Ou seja, atrizes e modelos negras são limitadas a integrarem histórias relacionadas à escravidão, ao racismo e as desigualdades raciais (e todas as sub-representações decorrentes como serviçais ou marginais). Enquanto às brancas, todo papel lhes cabe.

Eu não posso dizer que sou branco, que é assim que me vejo. Declaração racial é dada no trato social. Eu não tenho a opção de me passar por branco, ainda que isso possa me conceber alguma vantagem
Kleber Rosa (PSOL), candidato ao governo da Bahia, em debate com o candidato que se declarou pardo, ACM Neto (União Brasil)

No debate entre os candidatos ao governo da Bahia, realizado nesta terça, 27, pela TV Globo, a auto declaração como pardo de ACM Neto (União Brasil) foi alvo de sérias críticas por parte dos adversários, que repetiram a acusação de afroconveniência oportunista, como já havíamos apontado aqui na coluna, há um mês.
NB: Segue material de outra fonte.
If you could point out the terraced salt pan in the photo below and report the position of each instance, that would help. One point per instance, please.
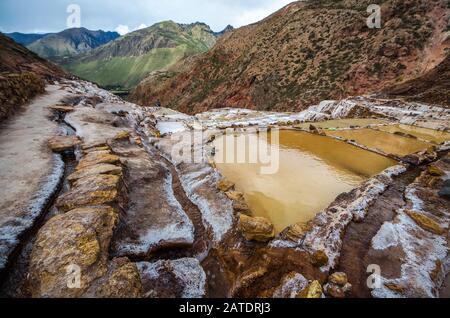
(313, 171)
(29, 172)
(426, 134)
(383, 141)
(344, 123)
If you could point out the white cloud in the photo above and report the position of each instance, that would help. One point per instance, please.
(142, 26)
(122, 29)
(125, 15)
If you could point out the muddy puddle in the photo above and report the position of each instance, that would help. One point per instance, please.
(386, 142)
(344, 123)
(312, 171)
(429, 135)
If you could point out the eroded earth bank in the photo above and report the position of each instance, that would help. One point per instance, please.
(97, 202)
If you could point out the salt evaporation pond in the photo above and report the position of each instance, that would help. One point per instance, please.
(313, 171)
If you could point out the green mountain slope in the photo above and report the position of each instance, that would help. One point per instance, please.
(25, 38)
(125, 62)
(70, 42)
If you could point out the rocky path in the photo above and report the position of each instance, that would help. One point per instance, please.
(29, 171)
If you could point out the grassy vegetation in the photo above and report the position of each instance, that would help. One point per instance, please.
(127, 72)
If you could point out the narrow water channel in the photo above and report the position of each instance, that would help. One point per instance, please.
(313, 170)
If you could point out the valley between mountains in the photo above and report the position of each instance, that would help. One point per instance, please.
(108, 197)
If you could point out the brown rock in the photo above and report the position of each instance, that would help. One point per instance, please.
(319, 259)
(90, 191)
(435, 171)
(97, 157)
(256, 229)
(395, 288)
(225, 185)
(76, 240)
(122, 135)
(89, 171)
(339, 279)
(425, 222)
(63, 143)
(93, 146)
(336, 291)
(291, 286)
(62, 108)
(248, 278)
(235, 195)
(314, 290)
(122, 281)
(297, 231)
(242, 207)
(96, 149)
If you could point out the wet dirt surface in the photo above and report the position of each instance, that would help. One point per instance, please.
(356, 253)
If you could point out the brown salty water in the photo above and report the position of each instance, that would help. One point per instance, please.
(313, 171)
(379, 140)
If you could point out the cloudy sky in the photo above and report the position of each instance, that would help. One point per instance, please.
(38, 16)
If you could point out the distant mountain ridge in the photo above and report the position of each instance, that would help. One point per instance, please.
(126, 61)
(70, 42)
(25, 38)
(307, 52)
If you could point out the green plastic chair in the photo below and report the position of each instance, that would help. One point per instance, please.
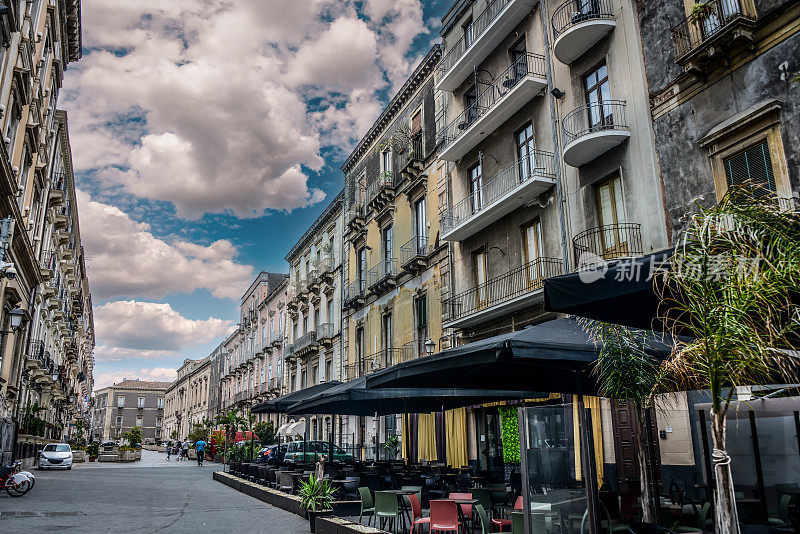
(367, 505)
(484, 518)
(386, 509)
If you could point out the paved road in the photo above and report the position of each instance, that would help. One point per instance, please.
(153, 495)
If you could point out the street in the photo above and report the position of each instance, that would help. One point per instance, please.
(152, 495)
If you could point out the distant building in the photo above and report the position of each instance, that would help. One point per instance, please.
(130, 403)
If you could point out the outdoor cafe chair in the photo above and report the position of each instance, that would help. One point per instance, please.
(416, 514)
(367, 504)
(444, 516)
(386, 509)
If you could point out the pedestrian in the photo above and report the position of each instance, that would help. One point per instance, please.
(200, 447)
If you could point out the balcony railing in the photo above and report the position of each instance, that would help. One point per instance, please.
(608, 242)
(597, 117)
(709, 22)
(573, 12)
(524, 279)
(538, 164)
(479, 25)
(527, 65)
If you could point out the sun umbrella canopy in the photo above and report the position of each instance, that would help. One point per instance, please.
(355, 398)
(556, 356)
(280, 404)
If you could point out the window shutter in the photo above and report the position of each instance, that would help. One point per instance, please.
(752, 167)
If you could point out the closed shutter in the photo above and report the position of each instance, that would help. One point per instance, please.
(752, 167)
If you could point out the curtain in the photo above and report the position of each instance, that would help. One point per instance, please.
(426, 447)
(456, 428)
(593, 403)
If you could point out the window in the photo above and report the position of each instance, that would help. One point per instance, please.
(612, 214)
(526, 152)
(752, 167)
(476, 187)
(598, 98)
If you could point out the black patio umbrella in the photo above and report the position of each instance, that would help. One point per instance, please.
(282, 403)
(625, 292)
(556, 356)
(355, 398)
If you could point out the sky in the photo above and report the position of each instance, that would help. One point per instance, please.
(206, 136)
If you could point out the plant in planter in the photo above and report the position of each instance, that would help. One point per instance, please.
(316, 498)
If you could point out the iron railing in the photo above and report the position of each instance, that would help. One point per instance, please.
(608, 242)
(512, 284)
(474, 33)
(527, 65)
(596, 117)
(386, 268)
(573, 12)
(415, 247)
(538, 164)
(708, 22)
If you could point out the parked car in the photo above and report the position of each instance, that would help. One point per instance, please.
(271, 454)
(55, 455)
(309, 451)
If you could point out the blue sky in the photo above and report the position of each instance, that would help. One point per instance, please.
(206, 136)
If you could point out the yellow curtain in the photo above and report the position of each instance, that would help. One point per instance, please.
(426, 444)
(455, 422)
(592, 403)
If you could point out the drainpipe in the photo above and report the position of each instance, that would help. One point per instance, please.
(556, 145)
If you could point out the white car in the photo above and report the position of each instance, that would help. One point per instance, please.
(56, 455)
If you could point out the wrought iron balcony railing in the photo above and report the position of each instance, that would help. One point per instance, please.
(538, 164)
(510, 285)
(608, 242)
(527, 65)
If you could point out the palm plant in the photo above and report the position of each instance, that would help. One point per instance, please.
(626, 372)
(734, 285)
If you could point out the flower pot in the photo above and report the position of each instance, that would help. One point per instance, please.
(312, 517)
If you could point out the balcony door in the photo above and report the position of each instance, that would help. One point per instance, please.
(532, 235)
(598, 99)
(611, 209)
(476, 187)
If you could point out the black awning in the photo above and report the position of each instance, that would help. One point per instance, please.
(555, 356)
(282, 403)
(355, 398)
(624, 292)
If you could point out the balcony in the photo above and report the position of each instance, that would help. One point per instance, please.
(710, 30)
(325, 334)
(578, 25)
(489, 28)
(382, 276)
(512, 188)
(414, 254)
(510, 91)
(592, 130)
(504, 294)
(597, 245)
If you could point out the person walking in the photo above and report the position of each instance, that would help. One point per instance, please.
(200, 447)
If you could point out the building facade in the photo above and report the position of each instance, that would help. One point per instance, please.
(187, 398)
(130, 403)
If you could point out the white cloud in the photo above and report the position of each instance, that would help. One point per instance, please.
(160, 374)
(153, 327)
(125, 259)
(197, 101)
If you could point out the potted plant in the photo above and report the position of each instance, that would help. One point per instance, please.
(93, 450)
(316, 499)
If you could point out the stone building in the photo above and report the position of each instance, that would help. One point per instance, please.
(130, 403)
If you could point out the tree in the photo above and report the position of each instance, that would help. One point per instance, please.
(626, 372)
(734, 277)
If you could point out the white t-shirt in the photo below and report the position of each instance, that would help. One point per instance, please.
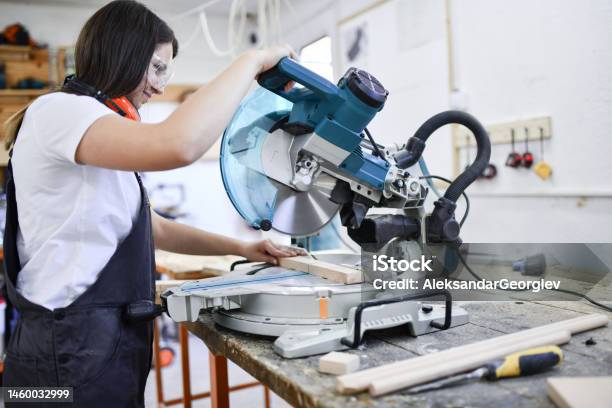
(71, 216)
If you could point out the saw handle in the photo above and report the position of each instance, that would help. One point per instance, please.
(276, 78)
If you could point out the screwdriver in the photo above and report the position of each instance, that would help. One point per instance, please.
(528, 362)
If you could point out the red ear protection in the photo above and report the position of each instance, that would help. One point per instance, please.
(121, 105)
(124, 107)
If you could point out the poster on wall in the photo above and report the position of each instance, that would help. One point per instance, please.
(354, 45)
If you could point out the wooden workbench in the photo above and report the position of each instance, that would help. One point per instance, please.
(299, 382)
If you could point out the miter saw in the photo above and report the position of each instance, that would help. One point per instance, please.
(290, 161)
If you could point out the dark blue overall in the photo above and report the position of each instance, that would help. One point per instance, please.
(89, 345)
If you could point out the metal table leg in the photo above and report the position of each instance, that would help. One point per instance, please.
(219, 388)
(184, 341)
(158, 375)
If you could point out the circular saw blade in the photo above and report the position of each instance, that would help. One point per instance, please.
(301, 213)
Atenção, eleitor: ACM Neto se declarar pardo é oportunismo afroconveniente


Mas somente o candidato Kleber Rosa (PSol) deu ao tema a seriedade necessária, destacando que a declaração racial se refere às relações sociais, ao convívio em um ambiente estruturado pelas diferenças raciais, aos lugares ocupados ou impedidos por conta do racismo.

Ao se autodeclarar pardo, portanto politicamente negro, o herdeiro político, econômico e midiático da família Magalhães, reivindica para si interdições e preconceitos experimentados cotidianamente por aqueles que possuem a pele escura e os traços fenotípicos marcadamente de origem africana. Ele se apropria de uma experiência que passa longe da sua vivência de privilégios.

ACM Neto - Valter Pontes/Secom e Reprodução/TV Globo - Valter Pontes/Secom e Reprodução/TV Globo
Candidato ACM Neto (União Brasil) se tornou alvo de piadas e memes sobre a transformação da cor da pele do político nesta campanha eleitoral
Imagem: Valter Pontes/Secom e Reprodução/TV Globo

Mesmo com todas as críticas, piadas e até processos judiciais, o candidato mantém a autodeclaração por desfrutar da autoestima moldada na branquitude e nos ensinamentos que recebeu de que, nascido com a cor da pele que tem, ele pode ser o que quiser, inclusive negro.

Só a esquizofrênica constituição social brasileira, estruturada no racismo, que oferta privilégios aos mais claros e impedimentos aos mais escuros, para possibilitar a Jade Picon representar a cultura africana e a ACM Neto se associar aos pretos e pardos do estado da Bahia.

Aos brancos, qualquer lugar é seu por direito. O racismo autoriza.